Radical of ideals in local one dimensional rings

Question

Let $R$ be a local one dimensional ring. I want to show that for all $ a,b\in R$, $\sqrt{Ra+Rb}$ is equal to $\sqrt{Ry}$ for some $y\in Ra+Rb$ or is equal to $R$.

Answer 1

Suppose $R$ is noetherian. Let $I$ be a radical ideal of $R$, we want to show that there exists $y\in R$ such that $I=\sqrt{yR}$.

If $I=R$, take $y=1$. So we can suppose $I\ne R$. Let $p_1, \dots, p_n$ be the (pairwise distinct) minimal prime ideals of $R$ (here we use the hypothesis $R$ is noetherian). As $\dim R=1$, the only prime ideals of $R$ are the $p_i$'s and the maximal ideal $m$ of $R$.

Suppose $I=m$. Let $y\in I \setminus (\cup_i p_i)$. Then the only prime ideal of $R$ containing $y$ is $m$, so $\sqrt{yR}=m$ by Krull's intersection theorem.

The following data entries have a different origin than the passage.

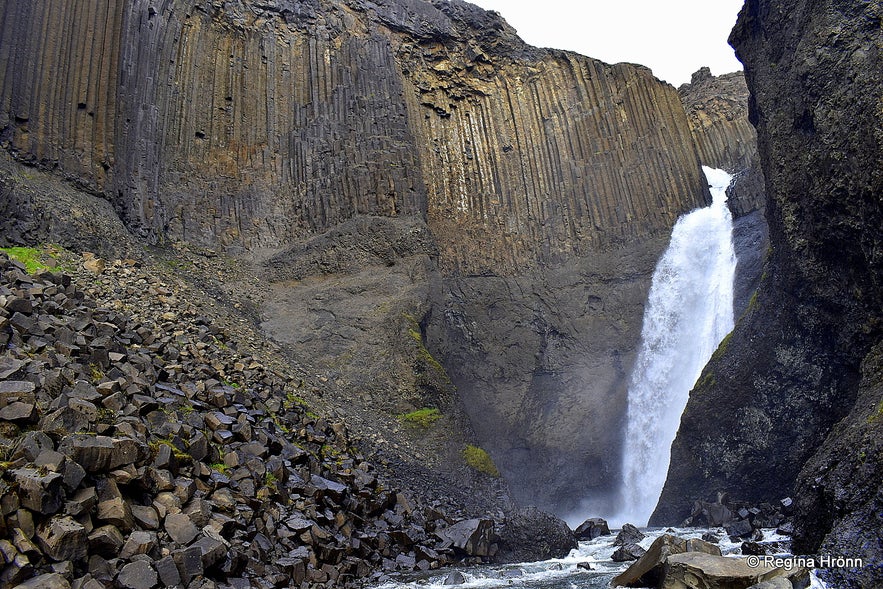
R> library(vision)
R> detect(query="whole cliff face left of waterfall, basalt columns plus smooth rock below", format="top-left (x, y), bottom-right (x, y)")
top-left (0, 0), bottom-right (720, 511)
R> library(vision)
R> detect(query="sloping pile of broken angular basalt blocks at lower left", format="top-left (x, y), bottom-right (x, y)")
top-left (0, 254), bottom-right (512, 589)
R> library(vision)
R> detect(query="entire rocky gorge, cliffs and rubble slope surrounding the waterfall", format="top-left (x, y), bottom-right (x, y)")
top-left (0, 0), bottom-right (883, 587)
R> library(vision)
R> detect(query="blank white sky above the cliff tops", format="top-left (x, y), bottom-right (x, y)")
top-left (468, 0), bottom-right (743, 87)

Suppose $I\subsetneq m$. For each $p_i$, there exists $y_i\in p_i\setminus (\cup_{j\ne i} p_j)$ (if $n=1$, take $y_1=0$). Similarly to the above case, we have $p_i=\sqrt{y_iR}$. We finally get $$ I =\bigcap_{p_i\supseteq I} p_i=\sqrt{\prod_{p_i\supseteq I} p_i}=\sqrt{(\prod_{p_i\supseteq I} y_i)R}.$$ So we can take $y$ equal to the product of the $y_i$ for the $i$ such that $p_i\supseteq I$.